Ask Audrey has been sorting Cork people out for ages.
Hello, it’s Rosealeen here in Ballydesmond. Well actually, make that the Côte d'Azur (I beg your pardon) because Berna and myself are on our annual holiday in the old French Riviera. People get a funny look on them when I say we go to the Riviera on our holidays — I can what they’re thinking, ye’re two menopausal women from north Cork, would it not be more in yeer line to take a week in Medjugorje? Well, shag off with your religion, what we want is some warm air on our legs and a hot waiter flirting with us on the seafront, because you know the way the French are, they’d get up on anything. Well, didn’t we get talking to these two gorgeous Dutch fellas yesterday over our bottle of breakfast rosé, the Dutch are good craic if you can stop yourself from laughing at their accent, which is no joke when you’ve poured a bottle of plonk down on top of an empty stomach.

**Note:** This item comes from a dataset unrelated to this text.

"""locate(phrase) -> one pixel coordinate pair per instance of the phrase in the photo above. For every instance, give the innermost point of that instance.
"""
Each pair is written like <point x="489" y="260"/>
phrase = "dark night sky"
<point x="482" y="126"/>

Anyway, we’re meeting them for dinner tomorrow night and I don’t like the look of Berna’s one, but my lad would remind you of the other fella from Wham, Andrew was it? My only problem is they’re in their 30s and there is a small voice in the back of my head going, what are two Dutch hunks doing wining and dining a couple of old biddies from Ballydesmond. (Don’t tell Berna I said that, she still thinks she’s 24.) Do you think I should exercise some caution?